As possibilidades são enormes. Se um cantor famoso decidir possuir um dublê digital, ele poderá enviar vídeos com seu rosto chamando os fãs para determinado show e em qualquer língua, tudo com a tecnologia da IA. Um ator famoso chamado para refazer algumas cenas do seu próximo filme, caso não possa comparecer, poderá utilizar seu clone virtual para completar as novas atuações. No futuro, a família que controla o espólio de determinada estrela já morta terá a capacidade de permitir ou não que a imagem digital dela apareça em um filme.
Foi o que aconteceu com Carrie Fisher, a intérprete da personagem famosa da Princesa Leia em “Star Wars”. Ela morreu em 2016, durante uma nova trilogia espacial, mas a Disney pediu permissão à família para Fisher ser recriada digitalmente em no longa “A Ascensão Skywalker”, de 2019, e chegou a um acordo. “Como teria de ser”, disse ao Wall Street Journal Bryan Lourd, presidente da CAA e ex-marido de Fisher, com quem teve a filha Billie Lourd, atriz que ajudou a completar as cenas no lugar da mãe com a ajuda dos efeitos visuais.
“Os artistas estão vendo o projeto como uma maneira de investir no futuro e na proteção do seu trabalho e deles mesmos”, assegura Randall. Todo o processo de armazenagem de dados ficará sob a responsabilidade da Veritone, especializada em tecnologia de Inteligência Artificial. “As leis de direitos autorais neste cenário são novas e variam de país para país, estado para estado.
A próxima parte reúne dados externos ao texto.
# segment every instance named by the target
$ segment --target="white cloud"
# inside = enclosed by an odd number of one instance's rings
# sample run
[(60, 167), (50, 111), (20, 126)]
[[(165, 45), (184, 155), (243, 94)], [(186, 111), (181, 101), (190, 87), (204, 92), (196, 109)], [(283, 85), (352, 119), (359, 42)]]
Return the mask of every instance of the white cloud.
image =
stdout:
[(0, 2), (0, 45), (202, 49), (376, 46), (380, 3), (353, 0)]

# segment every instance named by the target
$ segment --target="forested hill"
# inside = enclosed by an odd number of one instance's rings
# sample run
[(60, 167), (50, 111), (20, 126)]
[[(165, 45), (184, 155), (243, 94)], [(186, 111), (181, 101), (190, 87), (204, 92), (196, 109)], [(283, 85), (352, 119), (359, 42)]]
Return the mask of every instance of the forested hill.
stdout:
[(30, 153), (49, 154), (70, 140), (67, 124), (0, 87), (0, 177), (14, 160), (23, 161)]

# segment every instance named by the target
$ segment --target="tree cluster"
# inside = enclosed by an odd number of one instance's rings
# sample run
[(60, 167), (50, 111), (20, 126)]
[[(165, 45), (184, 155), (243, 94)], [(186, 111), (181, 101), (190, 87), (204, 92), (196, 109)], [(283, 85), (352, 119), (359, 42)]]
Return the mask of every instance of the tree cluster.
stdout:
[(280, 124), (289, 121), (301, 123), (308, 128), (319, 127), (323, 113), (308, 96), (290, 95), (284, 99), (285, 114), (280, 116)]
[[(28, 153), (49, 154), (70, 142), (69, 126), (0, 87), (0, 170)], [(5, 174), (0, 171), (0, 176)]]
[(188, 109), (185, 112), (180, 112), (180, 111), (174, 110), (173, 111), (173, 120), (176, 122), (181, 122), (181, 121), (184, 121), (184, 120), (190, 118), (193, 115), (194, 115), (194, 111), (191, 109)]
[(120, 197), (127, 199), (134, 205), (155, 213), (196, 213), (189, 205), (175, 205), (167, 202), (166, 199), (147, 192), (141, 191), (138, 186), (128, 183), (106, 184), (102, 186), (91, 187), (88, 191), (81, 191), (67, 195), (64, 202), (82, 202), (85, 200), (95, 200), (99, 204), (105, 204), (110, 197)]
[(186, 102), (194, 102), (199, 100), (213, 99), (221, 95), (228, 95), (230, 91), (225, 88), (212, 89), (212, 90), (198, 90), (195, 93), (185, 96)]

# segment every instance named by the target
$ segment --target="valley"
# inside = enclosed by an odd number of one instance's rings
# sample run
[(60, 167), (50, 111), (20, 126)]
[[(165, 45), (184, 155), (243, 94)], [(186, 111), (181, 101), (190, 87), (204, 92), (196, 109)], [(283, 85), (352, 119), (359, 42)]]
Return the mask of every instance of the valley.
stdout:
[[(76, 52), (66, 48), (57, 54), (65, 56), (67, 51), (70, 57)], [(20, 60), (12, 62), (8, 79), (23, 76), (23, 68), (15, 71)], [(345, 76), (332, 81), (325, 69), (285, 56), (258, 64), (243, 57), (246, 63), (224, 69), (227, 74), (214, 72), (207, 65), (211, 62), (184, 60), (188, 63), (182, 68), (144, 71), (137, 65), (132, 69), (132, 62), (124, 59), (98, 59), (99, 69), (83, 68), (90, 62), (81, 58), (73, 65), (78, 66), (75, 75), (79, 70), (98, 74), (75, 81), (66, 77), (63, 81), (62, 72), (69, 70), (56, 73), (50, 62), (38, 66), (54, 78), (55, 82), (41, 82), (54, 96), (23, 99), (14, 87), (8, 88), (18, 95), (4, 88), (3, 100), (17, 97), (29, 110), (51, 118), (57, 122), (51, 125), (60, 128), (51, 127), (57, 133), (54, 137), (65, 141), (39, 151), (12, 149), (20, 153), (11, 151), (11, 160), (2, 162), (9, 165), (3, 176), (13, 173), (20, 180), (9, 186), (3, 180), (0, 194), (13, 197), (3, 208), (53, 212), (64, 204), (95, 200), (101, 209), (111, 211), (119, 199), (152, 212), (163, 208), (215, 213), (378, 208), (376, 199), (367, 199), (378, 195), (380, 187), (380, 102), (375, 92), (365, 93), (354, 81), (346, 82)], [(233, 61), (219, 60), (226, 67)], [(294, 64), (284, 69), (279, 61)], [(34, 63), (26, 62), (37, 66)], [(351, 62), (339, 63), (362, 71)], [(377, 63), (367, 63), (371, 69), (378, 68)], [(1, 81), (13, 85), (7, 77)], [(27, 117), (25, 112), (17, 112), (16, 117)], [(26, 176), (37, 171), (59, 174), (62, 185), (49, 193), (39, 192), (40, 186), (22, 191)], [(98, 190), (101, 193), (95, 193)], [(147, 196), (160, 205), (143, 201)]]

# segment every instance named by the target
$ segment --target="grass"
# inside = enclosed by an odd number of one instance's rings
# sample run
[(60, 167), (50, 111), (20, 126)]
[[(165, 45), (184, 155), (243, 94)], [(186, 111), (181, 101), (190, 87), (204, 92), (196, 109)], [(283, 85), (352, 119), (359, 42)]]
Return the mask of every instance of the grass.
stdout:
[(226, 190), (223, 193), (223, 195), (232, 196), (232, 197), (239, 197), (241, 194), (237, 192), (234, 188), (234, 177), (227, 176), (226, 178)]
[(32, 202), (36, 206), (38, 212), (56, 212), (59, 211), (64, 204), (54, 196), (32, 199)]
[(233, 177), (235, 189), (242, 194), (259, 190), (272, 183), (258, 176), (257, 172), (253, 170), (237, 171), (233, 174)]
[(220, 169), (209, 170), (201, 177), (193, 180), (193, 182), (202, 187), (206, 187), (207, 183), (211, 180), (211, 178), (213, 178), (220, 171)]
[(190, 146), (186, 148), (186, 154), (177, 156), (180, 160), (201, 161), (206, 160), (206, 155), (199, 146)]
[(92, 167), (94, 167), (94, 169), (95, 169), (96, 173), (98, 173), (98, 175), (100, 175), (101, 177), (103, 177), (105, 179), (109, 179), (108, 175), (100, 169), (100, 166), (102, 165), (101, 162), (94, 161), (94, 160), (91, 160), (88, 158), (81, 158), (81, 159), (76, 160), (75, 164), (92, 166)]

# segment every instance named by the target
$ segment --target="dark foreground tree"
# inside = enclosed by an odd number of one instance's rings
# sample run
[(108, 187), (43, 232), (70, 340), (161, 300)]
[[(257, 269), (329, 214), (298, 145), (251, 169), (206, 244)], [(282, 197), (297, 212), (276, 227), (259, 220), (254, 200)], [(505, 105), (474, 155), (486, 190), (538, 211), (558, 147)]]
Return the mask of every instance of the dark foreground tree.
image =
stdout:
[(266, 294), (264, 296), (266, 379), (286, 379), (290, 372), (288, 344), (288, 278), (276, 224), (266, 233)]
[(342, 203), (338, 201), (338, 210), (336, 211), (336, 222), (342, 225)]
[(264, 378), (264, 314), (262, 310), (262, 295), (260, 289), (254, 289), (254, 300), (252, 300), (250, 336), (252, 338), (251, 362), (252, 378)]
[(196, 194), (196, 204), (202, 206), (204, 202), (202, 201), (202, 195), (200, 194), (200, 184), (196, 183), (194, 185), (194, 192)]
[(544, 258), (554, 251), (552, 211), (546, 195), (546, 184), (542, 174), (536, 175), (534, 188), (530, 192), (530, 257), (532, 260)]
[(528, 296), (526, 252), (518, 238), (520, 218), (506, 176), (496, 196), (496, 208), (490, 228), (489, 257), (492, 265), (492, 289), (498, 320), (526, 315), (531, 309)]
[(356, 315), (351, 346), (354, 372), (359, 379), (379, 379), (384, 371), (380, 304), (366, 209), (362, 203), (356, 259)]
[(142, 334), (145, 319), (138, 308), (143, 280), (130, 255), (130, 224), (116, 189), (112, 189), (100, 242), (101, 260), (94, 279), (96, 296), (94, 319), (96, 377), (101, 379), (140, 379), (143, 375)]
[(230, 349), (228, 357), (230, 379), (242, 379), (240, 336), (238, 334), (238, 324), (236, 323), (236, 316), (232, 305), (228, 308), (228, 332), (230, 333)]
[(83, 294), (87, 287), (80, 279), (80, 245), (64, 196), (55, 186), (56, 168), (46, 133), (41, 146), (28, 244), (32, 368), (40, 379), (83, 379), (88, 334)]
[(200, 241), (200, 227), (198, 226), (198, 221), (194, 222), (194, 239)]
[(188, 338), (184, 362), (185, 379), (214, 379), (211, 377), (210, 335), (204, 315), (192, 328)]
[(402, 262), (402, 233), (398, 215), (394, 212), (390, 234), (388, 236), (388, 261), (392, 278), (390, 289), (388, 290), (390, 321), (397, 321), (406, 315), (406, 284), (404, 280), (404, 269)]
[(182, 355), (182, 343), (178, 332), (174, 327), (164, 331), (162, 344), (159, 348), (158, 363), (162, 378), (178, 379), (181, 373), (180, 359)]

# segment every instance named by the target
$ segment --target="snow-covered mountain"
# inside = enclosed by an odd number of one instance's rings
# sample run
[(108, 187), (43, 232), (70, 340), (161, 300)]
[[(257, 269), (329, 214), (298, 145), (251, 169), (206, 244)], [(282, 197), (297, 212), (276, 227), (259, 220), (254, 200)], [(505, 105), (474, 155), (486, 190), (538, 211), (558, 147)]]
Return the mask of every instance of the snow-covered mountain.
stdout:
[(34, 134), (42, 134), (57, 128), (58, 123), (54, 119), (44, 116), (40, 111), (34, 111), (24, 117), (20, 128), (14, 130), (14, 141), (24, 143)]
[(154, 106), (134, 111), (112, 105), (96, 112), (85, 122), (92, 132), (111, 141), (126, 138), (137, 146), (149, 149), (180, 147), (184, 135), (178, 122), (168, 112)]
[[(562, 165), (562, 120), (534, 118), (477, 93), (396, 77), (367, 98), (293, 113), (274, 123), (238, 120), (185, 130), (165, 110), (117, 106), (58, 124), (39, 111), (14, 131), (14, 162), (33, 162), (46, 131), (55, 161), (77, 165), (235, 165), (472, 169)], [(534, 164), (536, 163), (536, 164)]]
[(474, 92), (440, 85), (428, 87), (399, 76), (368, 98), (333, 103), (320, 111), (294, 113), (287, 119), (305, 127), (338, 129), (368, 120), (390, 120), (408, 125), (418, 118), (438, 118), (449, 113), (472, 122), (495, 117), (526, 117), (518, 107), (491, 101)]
Estamos estabelecendo como o mercado trabalha e garantindo que as pessoas utilizem os canais legítimos”, completa ela.
É o caso também da ElevenLabs, empresa de geração de áudio por meio de Inteligência Artificial, que fechou um acordo com espólios de astros já mortos para a utilização de suas vozes em seu app de leitura. Os usuários da plataforma, por exemplo, poderão ouvir um audiolivro narrado por Judy Garland, Burt Reynolds, Laurence Olivier ou James Dean, tudo dentro da lei e com rendimentos para as famílias ou espólios.
“É animador saber que a voz da nossa mãe está disponível para milhões de pessoas que a amam. Por meio de uma nova tecnologia espetacular oferecida pela ElevenLabs, nossa família acredita que novos fãs irão conhecer trabalho de mamãe”, disse à revista “Variety” a atriz e cantora Liza Minnelli, filha de Garland – estrela de “O Mágico de Oz”, morta em 1969.
Por outro lado, a mesma tecnologia que protege os clientes da CAA, que agencia artistas como Ariana Grande, Beyoncé, Steven Spielberg e Zendaya, pode ser utilizada para deepfakes, ou “impostores digitais”, cada vez mais realistas. A ascensão das plataformas de criação de imagens por meio de IA já está borrando os limites entre fato e ficção.
“A tecnologia está mudando todos os dias. Há muita coisa animadora até mesmo na criação de conteúdo, mas precisamos ter cuidado e permanecer firmes com os valores corretos”, diz Randall. “Apesar de não saber o que o futuro reserva, sei que fazer a coisa certa e trabalhar com ética vai compensar ao longo prazo.”